His father would often find him in places like behind the Indio mall and at fast food restaurants on Highway 111.
For years, Tim tried to get his son into treatment.
“I would tell him, 'Let's go to a 12-step program, let's go to a recovery, and I know you have been so many times but let's get you help,'” said Ted Campbell.
A few weeks ago Tim and his wife, Ronda Campbell, went on a trip and got the phone call that changed their lives forever.
"'He’s not waking up. He’s gone. I’m going to have to call you back.' And I know immediately then what had happened," said Tim Campbell.
Their son had died of a heroin overdose but it was not the son they thought it would be.
"It was just so overwhelming to me because I thought it was Dane. I thought it was going to be Dane. But it was Todd and he had four and a half years of clean time," said Tim Campbell.
Dane’s older brother Todd Campbell had also battled opioid addiction for years, but he was sober and living in Simi Valley with his wife while running a small business. At some point, without the family knowing, Todd had relapsed.

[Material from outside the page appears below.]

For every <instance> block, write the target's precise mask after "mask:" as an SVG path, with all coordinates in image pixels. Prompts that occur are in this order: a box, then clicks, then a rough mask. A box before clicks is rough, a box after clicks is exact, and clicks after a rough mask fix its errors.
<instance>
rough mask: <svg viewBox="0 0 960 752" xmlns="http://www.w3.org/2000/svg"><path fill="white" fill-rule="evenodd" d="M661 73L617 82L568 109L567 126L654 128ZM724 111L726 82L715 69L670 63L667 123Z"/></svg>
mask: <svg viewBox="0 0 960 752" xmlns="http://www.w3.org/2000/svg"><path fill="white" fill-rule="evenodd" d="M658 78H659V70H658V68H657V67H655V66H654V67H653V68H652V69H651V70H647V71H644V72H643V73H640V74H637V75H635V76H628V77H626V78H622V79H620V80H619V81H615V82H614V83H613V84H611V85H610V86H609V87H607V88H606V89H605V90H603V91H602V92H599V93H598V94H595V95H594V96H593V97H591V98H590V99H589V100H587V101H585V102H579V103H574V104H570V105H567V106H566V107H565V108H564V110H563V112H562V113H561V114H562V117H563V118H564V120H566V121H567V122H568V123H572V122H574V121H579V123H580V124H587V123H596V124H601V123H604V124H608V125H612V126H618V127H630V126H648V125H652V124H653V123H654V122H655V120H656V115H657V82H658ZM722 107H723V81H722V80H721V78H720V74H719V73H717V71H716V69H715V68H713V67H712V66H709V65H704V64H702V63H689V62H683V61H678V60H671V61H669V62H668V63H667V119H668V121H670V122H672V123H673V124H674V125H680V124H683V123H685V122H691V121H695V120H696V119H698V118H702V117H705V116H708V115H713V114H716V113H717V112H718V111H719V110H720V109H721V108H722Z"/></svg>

"He was hiding it and he didn’t want us to know. He had told his best friend 'do not tell us I am going to beat this thing,'" Ronda Campbell said.
The Campbell’s think they know why Todd did not survive.

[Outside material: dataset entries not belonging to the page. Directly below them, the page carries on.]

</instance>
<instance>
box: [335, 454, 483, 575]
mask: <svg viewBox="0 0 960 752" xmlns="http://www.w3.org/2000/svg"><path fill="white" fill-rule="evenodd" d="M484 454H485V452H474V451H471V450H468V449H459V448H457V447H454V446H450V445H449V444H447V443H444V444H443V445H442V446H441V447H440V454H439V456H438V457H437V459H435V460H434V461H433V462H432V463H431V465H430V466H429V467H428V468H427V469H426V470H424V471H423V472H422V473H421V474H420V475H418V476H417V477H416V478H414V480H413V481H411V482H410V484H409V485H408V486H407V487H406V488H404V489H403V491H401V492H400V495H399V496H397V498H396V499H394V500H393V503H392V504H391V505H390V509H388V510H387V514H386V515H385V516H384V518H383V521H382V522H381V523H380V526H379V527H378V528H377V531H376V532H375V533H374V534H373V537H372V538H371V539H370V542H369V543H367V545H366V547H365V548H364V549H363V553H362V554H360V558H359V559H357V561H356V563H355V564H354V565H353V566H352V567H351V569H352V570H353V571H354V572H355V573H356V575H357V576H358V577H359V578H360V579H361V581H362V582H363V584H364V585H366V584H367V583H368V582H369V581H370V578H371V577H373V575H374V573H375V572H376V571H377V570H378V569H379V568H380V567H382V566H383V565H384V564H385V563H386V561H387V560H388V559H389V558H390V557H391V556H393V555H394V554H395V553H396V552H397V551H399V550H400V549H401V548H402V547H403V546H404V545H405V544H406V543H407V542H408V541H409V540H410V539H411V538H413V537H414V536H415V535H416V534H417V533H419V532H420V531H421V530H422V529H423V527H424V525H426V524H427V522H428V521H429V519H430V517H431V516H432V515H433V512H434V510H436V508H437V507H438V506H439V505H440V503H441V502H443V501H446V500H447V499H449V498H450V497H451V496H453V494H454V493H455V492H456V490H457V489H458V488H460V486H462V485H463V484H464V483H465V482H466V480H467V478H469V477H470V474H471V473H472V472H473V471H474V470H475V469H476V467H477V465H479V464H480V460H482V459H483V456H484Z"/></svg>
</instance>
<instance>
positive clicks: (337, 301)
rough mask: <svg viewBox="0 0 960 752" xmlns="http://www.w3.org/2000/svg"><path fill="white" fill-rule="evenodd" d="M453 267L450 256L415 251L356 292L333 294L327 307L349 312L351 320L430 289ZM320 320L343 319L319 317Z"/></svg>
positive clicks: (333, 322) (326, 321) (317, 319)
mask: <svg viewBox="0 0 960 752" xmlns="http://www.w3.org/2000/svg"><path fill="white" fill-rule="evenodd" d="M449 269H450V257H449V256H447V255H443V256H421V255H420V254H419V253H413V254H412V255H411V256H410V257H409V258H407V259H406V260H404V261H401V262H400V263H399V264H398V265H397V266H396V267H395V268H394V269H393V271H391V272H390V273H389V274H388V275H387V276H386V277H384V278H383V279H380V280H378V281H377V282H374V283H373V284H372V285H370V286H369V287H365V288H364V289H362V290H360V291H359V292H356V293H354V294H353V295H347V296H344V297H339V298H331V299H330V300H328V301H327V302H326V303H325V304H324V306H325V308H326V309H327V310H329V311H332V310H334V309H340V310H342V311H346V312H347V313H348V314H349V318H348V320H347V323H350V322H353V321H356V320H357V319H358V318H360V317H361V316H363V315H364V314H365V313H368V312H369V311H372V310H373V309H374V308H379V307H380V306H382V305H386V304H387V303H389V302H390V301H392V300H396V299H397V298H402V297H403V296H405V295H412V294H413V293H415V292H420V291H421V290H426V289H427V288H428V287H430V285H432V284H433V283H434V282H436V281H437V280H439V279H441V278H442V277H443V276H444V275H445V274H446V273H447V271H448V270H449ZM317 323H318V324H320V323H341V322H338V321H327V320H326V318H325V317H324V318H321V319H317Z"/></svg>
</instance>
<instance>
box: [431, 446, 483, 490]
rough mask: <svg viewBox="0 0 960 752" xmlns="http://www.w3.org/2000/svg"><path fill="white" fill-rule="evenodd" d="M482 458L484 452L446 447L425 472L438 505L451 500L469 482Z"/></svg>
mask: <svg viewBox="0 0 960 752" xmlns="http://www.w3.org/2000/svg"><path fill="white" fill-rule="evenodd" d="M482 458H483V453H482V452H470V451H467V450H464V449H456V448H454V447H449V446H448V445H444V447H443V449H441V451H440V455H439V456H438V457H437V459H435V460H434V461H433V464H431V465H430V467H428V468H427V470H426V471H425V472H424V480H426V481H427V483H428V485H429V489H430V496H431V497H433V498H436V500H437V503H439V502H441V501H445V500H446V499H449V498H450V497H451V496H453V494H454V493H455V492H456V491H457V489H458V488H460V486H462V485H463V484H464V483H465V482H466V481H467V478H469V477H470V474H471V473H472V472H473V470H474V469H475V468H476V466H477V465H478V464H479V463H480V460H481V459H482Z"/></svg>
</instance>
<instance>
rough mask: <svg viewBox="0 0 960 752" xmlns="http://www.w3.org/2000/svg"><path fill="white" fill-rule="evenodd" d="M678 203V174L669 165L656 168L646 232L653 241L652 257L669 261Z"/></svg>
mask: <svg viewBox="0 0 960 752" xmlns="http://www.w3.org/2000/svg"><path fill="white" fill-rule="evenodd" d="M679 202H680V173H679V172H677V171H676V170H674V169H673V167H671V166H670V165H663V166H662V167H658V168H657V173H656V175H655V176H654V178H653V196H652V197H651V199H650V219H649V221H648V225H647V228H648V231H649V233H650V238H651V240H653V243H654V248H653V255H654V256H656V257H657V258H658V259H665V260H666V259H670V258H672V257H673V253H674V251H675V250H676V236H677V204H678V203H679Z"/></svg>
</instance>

"He went two weeks without using but when he used that night that took his life he didn’t decrease the dosage. Your body can’t take the same dosage and they don’t know this," Ronda Campbell said.

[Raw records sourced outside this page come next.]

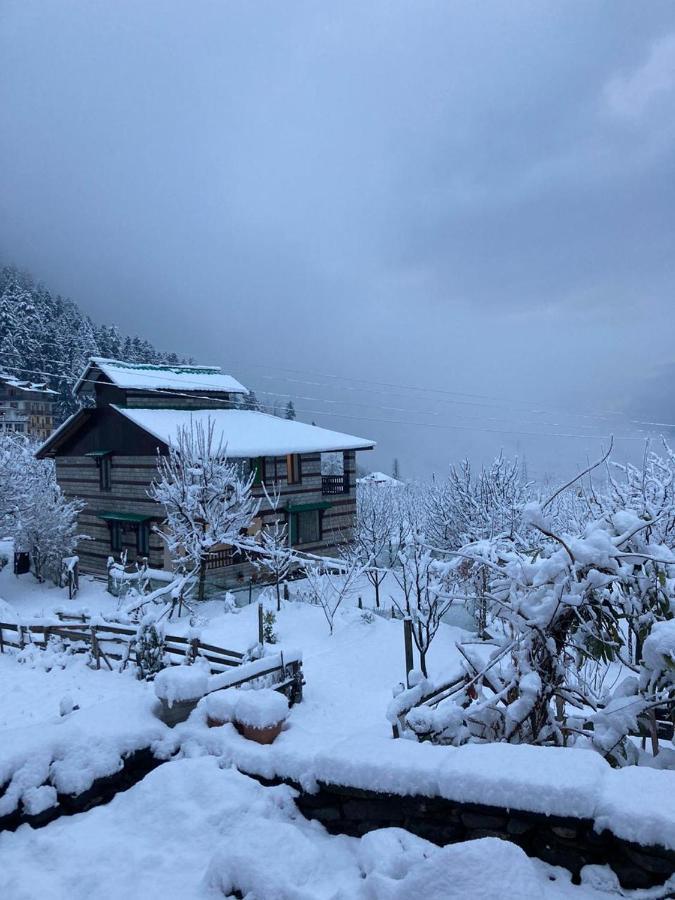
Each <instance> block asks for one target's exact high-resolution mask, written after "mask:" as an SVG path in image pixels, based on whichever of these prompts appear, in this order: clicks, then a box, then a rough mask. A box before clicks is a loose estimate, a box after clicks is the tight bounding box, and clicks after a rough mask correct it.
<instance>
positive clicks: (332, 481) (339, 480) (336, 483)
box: [321, 474, 349, 494]
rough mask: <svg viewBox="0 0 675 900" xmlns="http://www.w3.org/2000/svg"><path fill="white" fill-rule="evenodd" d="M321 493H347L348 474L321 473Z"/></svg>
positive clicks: (345, 493)
mask: <svg viewBox="0 0 675 900" xmlns="http://www.w3.org/2000/svg"><path fill="white" fill-rule="evenodd" d="M321 493H322V494H348V493H349V476H348V475H347V474H345V475H322V476H321Z"/></svg>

It’s a deadly and growing trend being seen across the country over the past decade.
Statics from the National Institute on Drug Abuse show a sharp rise in people dying from heroin overdoses. According to the Centers for Disease Control, from 2009 to 2013, 543 people in Riverside County died from opioid overdoses and 196 of those where from heroin.
"When he gets out he can not go back to using the same dosage or he will go to sleep and he won’t wake up," Ronda Campbell said.
The Campbell’s said they want to help other people here in the Coachella Valley dealing with opioid addiction so other families don’t have to suffer this tragedy and to have their loved ones become part of a growing statistic.